Co-written with David Bloom.
For as long as explorers have been collecting specimens and bringing them back to museums, collection managers and museum staff have been assigning unique (well, more or less unique, with a margin for human error) numbers to them. Collections management isn’t just about conservation of physical objects – it’s also about care and support of an information retrieval system. And while new technologies come and go, the maintenance of this system of locally unique identifiers remains at the core of collections management.

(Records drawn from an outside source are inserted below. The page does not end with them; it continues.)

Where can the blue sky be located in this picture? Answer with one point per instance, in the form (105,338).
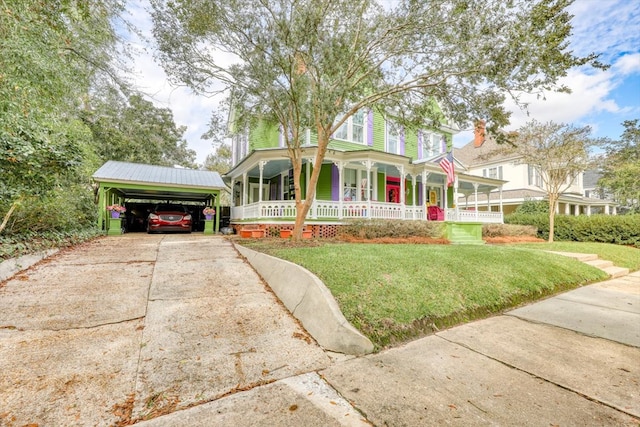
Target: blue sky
(600,99)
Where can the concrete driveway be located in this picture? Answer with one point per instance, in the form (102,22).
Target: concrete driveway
(179,330)
(127,328)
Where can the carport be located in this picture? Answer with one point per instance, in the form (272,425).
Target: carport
(137,186)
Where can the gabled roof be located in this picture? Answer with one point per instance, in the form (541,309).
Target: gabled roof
(489,152)
(124,172)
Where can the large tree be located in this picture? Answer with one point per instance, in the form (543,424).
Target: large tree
(50,52)
(621,167)
(314,63)
(132,129)
(559,153)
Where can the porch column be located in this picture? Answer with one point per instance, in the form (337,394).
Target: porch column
(340,166)
(312,209)
(475,192)
(244,189)
(369,165)
(261,167)
(402,196)
(455,196)
(425,196)
(413,194)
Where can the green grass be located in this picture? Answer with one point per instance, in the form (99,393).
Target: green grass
(395,292)
(621,256)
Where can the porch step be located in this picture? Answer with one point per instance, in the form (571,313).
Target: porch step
(464,234)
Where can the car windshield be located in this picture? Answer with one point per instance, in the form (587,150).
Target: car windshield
(170,208)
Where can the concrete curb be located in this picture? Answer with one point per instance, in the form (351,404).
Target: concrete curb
(309,300)
(10,267)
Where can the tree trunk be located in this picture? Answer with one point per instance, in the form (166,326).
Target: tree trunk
(553,200)
(303,206)
(5,220)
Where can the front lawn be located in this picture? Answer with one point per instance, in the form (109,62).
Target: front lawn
(394,292)
(621,256)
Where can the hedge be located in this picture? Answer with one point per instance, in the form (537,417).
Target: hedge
(617,229)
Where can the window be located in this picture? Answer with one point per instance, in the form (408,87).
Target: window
(392,138)
(534,177)
(353,129)
(356,185)
(240,146)
(495,173)
(433,144)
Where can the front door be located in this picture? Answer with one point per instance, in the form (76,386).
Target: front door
(393,193)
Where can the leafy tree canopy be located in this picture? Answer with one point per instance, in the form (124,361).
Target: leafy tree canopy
(621,166)
(132,129)
(558,152)
(314,63)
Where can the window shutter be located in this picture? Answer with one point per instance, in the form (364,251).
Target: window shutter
(335,183)
(370,128)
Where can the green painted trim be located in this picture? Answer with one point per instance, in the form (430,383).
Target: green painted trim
(208,226)
(115,227)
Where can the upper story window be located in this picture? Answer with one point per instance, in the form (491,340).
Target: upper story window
(239,146)
(433,143)
(353,129)
(392,138)
(534,177)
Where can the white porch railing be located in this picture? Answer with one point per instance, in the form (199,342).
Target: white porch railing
(333,210)
(485,217)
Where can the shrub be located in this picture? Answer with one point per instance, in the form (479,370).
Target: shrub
(617,229)
(533,207)
(374,229)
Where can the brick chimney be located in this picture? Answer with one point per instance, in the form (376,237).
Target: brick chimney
(479,133)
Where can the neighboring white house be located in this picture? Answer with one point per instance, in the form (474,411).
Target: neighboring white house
(482,157)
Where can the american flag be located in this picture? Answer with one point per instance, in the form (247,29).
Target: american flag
(447,165)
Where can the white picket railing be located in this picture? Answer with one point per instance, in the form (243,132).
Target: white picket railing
(334,210)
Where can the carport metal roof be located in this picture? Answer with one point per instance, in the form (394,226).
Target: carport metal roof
(140,181)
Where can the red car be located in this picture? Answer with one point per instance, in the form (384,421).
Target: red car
(169,218)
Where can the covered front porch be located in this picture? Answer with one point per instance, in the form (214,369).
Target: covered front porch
(364,184)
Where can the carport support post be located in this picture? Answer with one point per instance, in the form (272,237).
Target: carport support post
(208,226)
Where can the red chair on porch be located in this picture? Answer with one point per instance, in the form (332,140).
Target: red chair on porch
(435,213)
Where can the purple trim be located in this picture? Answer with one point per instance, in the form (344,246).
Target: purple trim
(370,128)
(335,183)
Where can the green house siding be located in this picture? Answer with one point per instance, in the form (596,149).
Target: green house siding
(264,136)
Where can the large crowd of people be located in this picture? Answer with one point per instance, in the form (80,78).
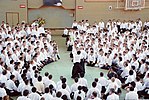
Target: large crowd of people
(24,50)
(122,48)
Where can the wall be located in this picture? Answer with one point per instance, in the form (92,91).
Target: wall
(69,4)
(95,11)
(56,17)
(13,6)
(35,3)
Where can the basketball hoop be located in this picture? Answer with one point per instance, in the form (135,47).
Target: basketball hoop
(134,4)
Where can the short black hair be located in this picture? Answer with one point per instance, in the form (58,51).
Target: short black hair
(46,90)
(25,93)
(34,89)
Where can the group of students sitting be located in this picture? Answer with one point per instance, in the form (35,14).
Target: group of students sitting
(24,50)
(122,47)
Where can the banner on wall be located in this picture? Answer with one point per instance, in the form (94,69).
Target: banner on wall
(52,2)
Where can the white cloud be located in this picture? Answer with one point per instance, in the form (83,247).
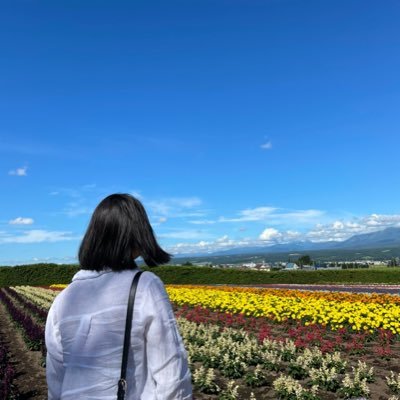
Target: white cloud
(275,215)
(21,221)
(270,234)
(251,214)
(266,145)
(202,222)
(38,236)
(18,171)
(341,230)
(176,207)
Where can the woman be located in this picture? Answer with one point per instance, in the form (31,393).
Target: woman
(86,323)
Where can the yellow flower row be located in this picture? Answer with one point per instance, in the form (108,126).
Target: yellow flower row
(281,305)
(58,286)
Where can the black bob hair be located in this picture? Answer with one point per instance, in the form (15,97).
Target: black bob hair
(119,231)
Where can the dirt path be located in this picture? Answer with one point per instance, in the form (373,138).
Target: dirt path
(31,378)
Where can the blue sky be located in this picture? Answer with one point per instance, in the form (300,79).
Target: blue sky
(235,122)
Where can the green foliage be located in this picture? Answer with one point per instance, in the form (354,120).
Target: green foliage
(305,260)
(37,274)
(46,274)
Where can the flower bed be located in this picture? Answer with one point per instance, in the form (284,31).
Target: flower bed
(237,350)
(360,312)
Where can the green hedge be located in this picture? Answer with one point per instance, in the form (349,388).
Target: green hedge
(46,274)
(37,274)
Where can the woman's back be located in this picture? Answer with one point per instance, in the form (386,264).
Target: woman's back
(85,333)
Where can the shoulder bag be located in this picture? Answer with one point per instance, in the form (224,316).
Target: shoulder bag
(122,386)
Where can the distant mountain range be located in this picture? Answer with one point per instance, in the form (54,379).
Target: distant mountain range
(389,237)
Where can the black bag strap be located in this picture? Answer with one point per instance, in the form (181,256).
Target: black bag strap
(127,338)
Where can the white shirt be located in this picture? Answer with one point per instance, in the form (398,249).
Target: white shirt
(85,333)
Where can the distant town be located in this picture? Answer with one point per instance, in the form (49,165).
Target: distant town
(303,263)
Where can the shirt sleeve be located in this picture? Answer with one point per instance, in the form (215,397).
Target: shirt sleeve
(54,358)
(167,358)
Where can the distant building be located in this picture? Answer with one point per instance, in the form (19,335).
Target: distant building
(291,267)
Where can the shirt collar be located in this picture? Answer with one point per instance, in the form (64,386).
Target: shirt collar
(89,274)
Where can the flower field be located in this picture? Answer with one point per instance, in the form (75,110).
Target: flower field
(246,343)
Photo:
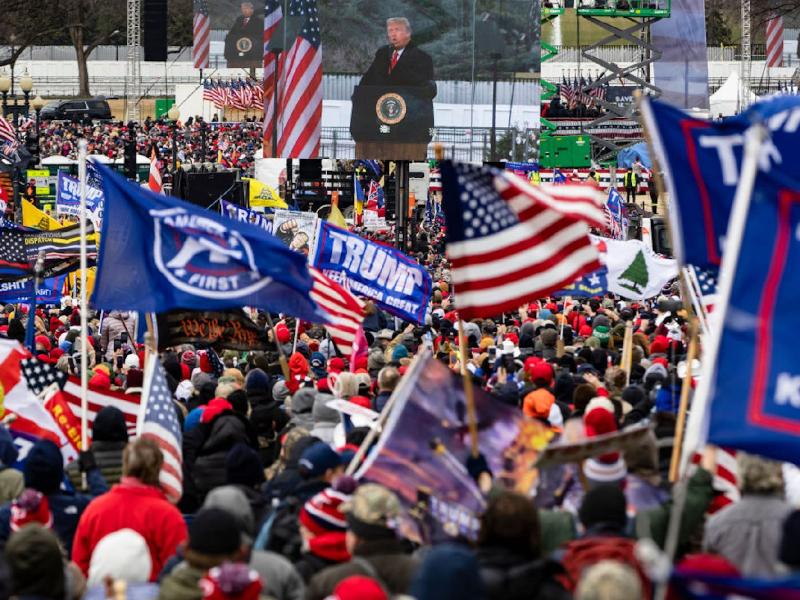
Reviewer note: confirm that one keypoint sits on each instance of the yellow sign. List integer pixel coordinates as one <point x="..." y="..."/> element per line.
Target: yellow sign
<point x="33" y="217"/>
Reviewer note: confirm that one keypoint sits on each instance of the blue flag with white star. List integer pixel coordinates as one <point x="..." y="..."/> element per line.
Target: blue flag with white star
<point x="158" y="254"/>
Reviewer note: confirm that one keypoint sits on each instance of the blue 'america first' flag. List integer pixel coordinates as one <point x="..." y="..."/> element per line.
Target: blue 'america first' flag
<point x="159" y="422"/>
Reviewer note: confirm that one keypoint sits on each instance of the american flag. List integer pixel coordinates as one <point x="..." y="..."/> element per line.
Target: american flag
<point x="208" y="91"/>
<point x="8" y="134"/>
<point x="775" y="42"/>
<point x="159" y="422"/>
<point x="201" y="35"/>
<point x="273" y="14"/>
<point x="13" y="256"/>
<point x="300" y="97"/>
<point x="40" y="375"/>
<point x="725" y="478"/>
<point x="154" y="180"/>
<point x="510" y="242"/>
<point x="346" y="312"/>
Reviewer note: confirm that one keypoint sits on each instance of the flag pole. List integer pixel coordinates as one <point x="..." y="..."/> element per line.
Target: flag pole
<point x="469" y="390"/>
<point x="754" y="137"/>
<point x="84" y="304"/>
<point x="281" y="355"/>
<point x="697" y="419"/>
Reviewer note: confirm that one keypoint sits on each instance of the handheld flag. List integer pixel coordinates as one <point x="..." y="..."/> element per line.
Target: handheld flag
<point x="358" y="203"/>
<point x="510" y="242"/>
<point x="158" y="254"/>
<point x="702" y="161"/>
<point x="755" y="385"/>
<point x="335" y="216"/>
<point x="158" y="421"/>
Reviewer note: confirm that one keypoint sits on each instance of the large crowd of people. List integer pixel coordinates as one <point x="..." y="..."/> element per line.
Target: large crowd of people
<point x="233" y="145"/>
<point x="267" y="511"/>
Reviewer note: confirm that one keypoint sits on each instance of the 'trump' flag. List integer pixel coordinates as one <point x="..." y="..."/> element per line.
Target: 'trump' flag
<point x="358" y="203"/>
<point x="701" y="161"/>
<point x="158" y="254"/>
<point x="201" y="35"/>
<point x="154" y="180"/>
<point x="509" y="242"/>
<point x="159" y="422"/>
<point x="755" y="385"/>
<point x="346" y="312"/>
<point x="300" y="88"/>
<point x="423" y="447"/>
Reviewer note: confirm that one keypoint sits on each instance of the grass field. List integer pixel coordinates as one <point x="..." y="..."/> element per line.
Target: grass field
<point x="563" y="30"/>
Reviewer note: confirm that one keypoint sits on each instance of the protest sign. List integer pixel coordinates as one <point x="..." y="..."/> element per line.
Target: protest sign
<point x="295" y="229"/>
<point x="425" y="443"/>
<point x="49" y="292"/>
<point x="244" y="215"/>
<point x="383" y="274"/>
<point x="68" y="199"/>
<point x="230" y="329"/>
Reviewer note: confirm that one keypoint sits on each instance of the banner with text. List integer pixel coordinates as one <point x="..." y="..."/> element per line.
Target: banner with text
<point x="295" y="229"/>
<point x="230" y="329"/>
<point x="383" y="274"/>
<point x="68" y="199"/>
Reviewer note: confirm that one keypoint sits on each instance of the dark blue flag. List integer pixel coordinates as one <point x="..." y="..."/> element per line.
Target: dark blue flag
<point x="158" y="254"/>
<point x="701" y="161"/>
<point x="755" y="388"/>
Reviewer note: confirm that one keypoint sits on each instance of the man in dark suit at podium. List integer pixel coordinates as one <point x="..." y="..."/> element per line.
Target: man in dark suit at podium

Recently, that aforementioned information retrieval system has been growing increasingly dispersed, and the ways in which information about specimens is disseminated, accessed, and manipulated have been changing rapidly. The ability to place digital representations of specimens and their data en masse onto the World Wide Web is fundamentally changing collections-based scholarship. Consequently, locating the right giant clam specimen in the University of Colorado Museum of Natural History (CU Museum) invertebrate collection is a very different task than locating a digital image of the same specimen on the Internet. Tracking and connecting all of the digital representations (e.g., images, metadata records digitized from labels, tissue samples derived from the specimen, sound and video files) derived from that single specimen is even more difficult. While local identifiers suffice to connect data and specimens within the CU Museum, global identifiers are needed to maintain these connections when content is released into the wilds of the Internet. The challenge before us is how to best set up a system of globally unique identifiers (GUIDs) that work at Internet-scale.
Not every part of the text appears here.